Situated a stone's throw away from the bustling old city of Dubrovnik, Kupari stands in ruins. The formerly opulent military resort was the playground of the Yugoslav People's Army, and often played host to Yugoslav leader Josip Broz Tito himself. Now a luxury hotel group looks set to bring a new lease of life to the abandoned resort.
According to a report by Balkan Investigative Reporting Network (BIRN), Croatia's State Property Ministry affirmed that “a first-class hotel chain” would be involved with the redevelopment of Kupari. Meanwhile, the Vienna-based construction and real estate company Avenue Group, which won a deal to develop the resort in 2015, declined to answer BIRN's enquiries over fears of breaking confidentiality agreements with potential partners.
Severely shelled and heavily looted during the Croatian War (particularly from 1991 — 2), Kupari was made up of a number of grand hotels. Indeed, the first to be built in 1920 was the Hotel Grand, which was followed between the 1960s and 80s by the Hotel Goričina I, Hotel Goričina II, Hotel Pelegrin, Hotel Galeb and Hotel Kupari. The complex also encompassed two private villas, used most frequently by Yugoslav President Tito and his wife, Jovanka.

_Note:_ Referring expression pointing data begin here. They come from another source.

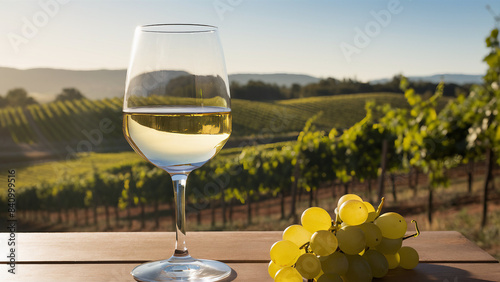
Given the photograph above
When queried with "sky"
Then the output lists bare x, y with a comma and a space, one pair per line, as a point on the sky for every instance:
368, 39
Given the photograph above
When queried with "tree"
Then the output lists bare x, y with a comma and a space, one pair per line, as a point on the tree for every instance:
69, 94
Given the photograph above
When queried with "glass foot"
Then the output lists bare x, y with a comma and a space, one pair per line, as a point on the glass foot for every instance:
181, 269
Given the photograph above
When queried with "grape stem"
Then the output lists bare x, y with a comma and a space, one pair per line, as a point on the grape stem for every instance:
416, 228
379, 209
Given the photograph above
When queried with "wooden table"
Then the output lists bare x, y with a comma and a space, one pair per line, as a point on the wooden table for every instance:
445, 256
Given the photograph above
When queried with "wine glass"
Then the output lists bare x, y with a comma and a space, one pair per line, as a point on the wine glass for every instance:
177, 115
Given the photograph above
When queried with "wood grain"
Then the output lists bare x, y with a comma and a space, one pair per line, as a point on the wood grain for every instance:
254, 272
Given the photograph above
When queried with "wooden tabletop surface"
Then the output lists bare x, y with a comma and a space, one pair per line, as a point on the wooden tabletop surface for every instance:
78, 257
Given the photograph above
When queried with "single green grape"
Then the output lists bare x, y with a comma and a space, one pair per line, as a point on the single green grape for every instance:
272, 268
335, 263
348, 197
351, 240
353, 212
377, 262
308, 265
371, 216
323, 243
392, 225
373, 235
288, 274
408, 257
330, 277
359, 270
372, 213
389, 246
392, 260
314, 219
297, 234
284, 253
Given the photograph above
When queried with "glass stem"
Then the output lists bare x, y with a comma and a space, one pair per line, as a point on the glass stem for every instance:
179, 183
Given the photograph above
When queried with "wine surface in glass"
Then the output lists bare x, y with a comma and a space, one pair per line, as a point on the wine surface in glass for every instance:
177, 138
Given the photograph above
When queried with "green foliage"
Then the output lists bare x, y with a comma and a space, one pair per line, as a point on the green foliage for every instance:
69, 94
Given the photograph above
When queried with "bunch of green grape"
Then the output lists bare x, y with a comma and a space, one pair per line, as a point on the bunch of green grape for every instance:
359, 245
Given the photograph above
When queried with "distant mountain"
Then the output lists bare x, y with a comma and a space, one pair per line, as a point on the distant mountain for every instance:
44, 83
282, 79
446, 77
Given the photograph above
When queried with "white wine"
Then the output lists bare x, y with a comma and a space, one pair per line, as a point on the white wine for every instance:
177, 139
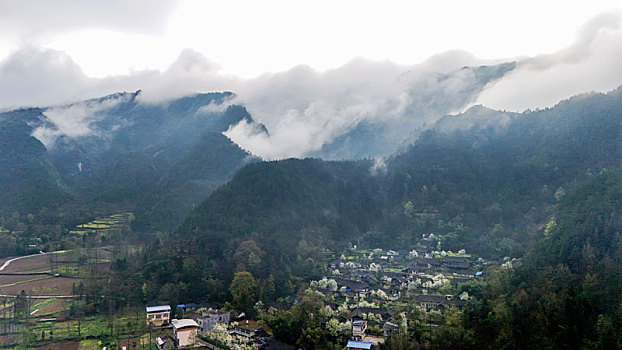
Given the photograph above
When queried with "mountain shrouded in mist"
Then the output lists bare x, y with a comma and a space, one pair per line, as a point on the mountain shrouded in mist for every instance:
117, 152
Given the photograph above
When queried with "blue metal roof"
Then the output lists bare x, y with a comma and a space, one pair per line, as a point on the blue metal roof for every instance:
354, 344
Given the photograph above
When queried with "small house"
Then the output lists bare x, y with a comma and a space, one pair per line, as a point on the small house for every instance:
358, 329
158, 315
209, 319
185, 331
359, 345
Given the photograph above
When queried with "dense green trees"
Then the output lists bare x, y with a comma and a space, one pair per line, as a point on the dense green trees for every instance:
244, 290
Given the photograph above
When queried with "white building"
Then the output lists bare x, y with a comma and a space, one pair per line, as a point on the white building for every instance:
185, 331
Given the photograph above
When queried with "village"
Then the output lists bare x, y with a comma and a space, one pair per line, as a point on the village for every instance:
365, 293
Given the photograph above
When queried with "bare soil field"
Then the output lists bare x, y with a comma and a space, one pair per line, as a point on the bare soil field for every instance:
50, 308
37, 263
8, 280
47, 286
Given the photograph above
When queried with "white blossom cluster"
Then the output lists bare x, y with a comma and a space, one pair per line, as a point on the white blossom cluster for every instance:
221, 335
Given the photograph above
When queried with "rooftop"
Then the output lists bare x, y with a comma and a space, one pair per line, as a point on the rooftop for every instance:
184, 322
159, 308
354, 344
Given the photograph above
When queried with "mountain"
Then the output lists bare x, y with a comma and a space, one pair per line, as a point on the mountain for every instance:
483, 180
429, 96
28, 178
118, 153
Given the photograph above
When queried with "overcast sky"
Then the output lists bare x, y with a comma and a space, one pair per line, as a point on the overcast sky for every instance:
61, 51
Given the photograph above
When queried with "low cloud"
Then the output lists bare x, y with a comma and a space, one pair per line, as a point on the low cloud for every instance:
73, 120
305, 110
591, 63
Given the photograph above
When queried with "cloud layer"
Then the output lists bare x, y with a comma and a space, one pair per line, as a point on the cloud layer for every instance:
591, 63
305, 110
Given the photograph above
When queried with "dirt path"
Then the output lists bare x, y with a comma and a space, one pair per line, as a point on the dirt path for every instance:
8, 262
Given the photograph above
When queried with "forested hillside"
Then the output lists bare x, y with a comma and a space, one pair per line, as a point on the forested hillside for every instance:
117, 153
487, 186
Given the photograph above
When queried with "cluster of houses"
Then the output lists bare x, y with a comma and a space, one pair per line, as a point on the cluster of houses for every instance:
393, 274
419, 275
186, 332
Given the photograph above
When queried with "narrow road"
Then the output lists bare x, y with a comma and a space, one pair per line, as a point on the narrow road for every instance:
40, 296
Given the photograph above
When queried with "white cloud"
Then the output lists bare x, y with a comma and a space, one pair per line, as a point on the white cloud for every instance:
591, 63
73, 120
29, 20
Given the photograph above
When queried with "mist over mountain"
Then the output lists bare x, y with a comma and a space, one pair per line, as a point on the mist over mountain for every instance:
115, 151
483, 180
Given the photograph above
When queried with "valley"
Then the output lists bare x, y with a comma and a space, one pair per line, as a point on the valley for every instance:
449, 243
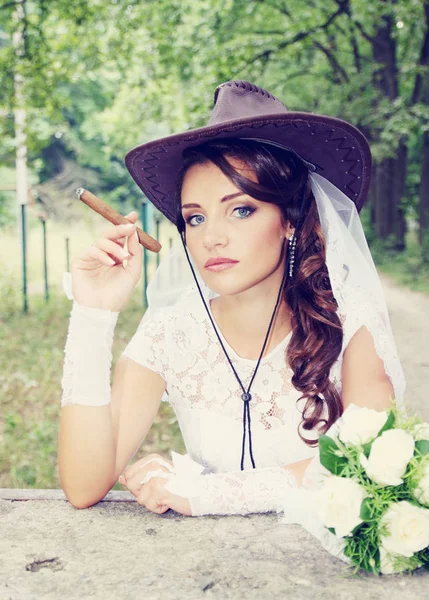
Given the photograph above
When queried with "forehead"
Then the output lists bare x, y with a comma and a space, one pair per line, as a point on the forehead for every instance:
212, 180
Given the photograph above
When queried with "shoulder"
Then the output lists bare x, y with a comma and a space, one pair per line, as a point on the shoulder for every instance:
363, 371
176, 315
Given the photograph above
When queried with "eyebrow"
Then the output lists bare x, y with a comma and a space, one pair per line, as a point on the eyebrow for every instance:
224, 199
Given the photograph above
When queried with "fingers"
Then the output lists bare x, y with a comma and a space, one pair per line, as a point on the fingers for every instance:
153, 496
140, 464
134, 475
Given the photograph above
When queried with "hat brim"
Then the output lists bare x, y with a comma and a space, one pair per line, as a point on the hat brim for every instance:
339, 151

Last month, plans by the Avenue Group to demolish all the hotels bar the Hotel Grand sparked outrage among a group of Croatian architects, who wrote to Croatian Culture Minister Nina Obuljen Koržinek to protest the demolition of the Hotel Pelegrin on the basis that it represents a valuable example of modernist architecture. Their efforts were to no avail, with the ministry responding that the architects should have spoken out earlier.